Participants emphasised the perceived risks for businesses around investing in design. It is seen as expensive and time-consuming to commission, with measurable benefits taking too long to materialise. More immediately, businesses new to using design require direction to the support and resources needed to effectively find and commission the right kind of designer for the challenges they want to address. Examples of resources currently available include those provided by the Design Business Association. This is particularly acute for SMEs working to short timeframes and budgets where design could add real value to support scaling up.
Addressing this fear barrier will require change on both sides to help make design more palatable to those who are risk averse. It, requires the design sector to build evidence to counter those perceived risks, and to make practical tools and guidance on best practice accessible to those commissioning design. Previous versions of Design Economy have already begun to show the many benefits design brings to business (some of which are highlighted above). Making the case for design should invariably how why design isn’t an unnecessarily expensive, time-prohibitive investment.
The time barrier
It can take a while for design’s economic impacts to register in quantifiable metrics, which can be out of sync with business reporting cycles.
The impact that design can have on a business, whether it be in a rebrand or in improving operational processes, can take a significant time to materialise in quantifiable economic terms.
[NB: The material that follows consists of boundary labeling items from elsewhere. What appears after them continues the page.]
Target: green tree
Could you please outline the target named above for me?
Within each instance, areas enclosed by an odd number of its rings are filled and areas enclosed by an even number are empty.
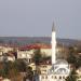
[[[33,62],[36,65],[39,65],[39,63],[42,60],[42,55],[40,52],[40,49],[35,51],[35,55],[33,55]]]
[[[66,81],[77,81],[77,72],[73,69],[70,75],[67,77]]]

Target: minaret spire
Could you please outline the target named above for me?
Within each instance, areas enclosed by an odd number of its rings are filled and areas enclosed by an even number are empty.
[[[54,28],[54,22],[52,26],[52,64],[56,62],[56,31]]]
[[[53,26],[52,26],[52,31],[55,31],[55,25],[54,25],[54,22],[53,22]]]

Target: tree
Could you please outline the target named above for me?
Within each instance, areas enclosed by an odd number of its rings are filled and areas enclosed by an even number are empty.
[[[39,63],[42,60],[42,55],[40,52],[40,49],[35,51],[35,55],[33,55],[33,62],[36,65],[39,65]]]
[[[77,72],[73,69],[70,75],[67,77],[66,81],[77,81]]]

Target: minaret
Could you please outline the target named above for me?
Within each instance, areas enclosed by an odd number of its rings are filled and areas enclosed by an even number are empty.
[[[52,64],[55,64],[56,60],[56,31],[54,23],[52,26]]]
This, coupled with the perceived additional time it takes to commission designers or upskill a workforce, can deter businesses from investing in design.
Evidencing the longer-term benefits of design to business can be done through in-depth case studies that showcase best-practice use of design, and also through training and support programmes. Design Economy can play a role in helping to provide guidance to inform longer-term decision making around design investment with businesses.
To ensure Design Economy effectively demonstrates design’s economic value, the discussions made clear that it will need to engage people from across the design economy and make the facts meaningful. We also need to strike a balance between evidencing design’s current value and demonstrating its relevance to future needs and trends as we look towards economic recovery.
The challenges facing the UK economy as we come out of the pandemic are stark, and that’s no less true of the design economy. The last year saw the risk of losing £37bn GVA of design to the UK; we have significant regional inequality in the UK design economy with 30% of all designers based in London; and as we have seen, the design economy faces a significant diversity challenge. Now, as we look forward and work to ‘build back better’, we must enable design to act as a key driver for sustainable and equitable economic recovery.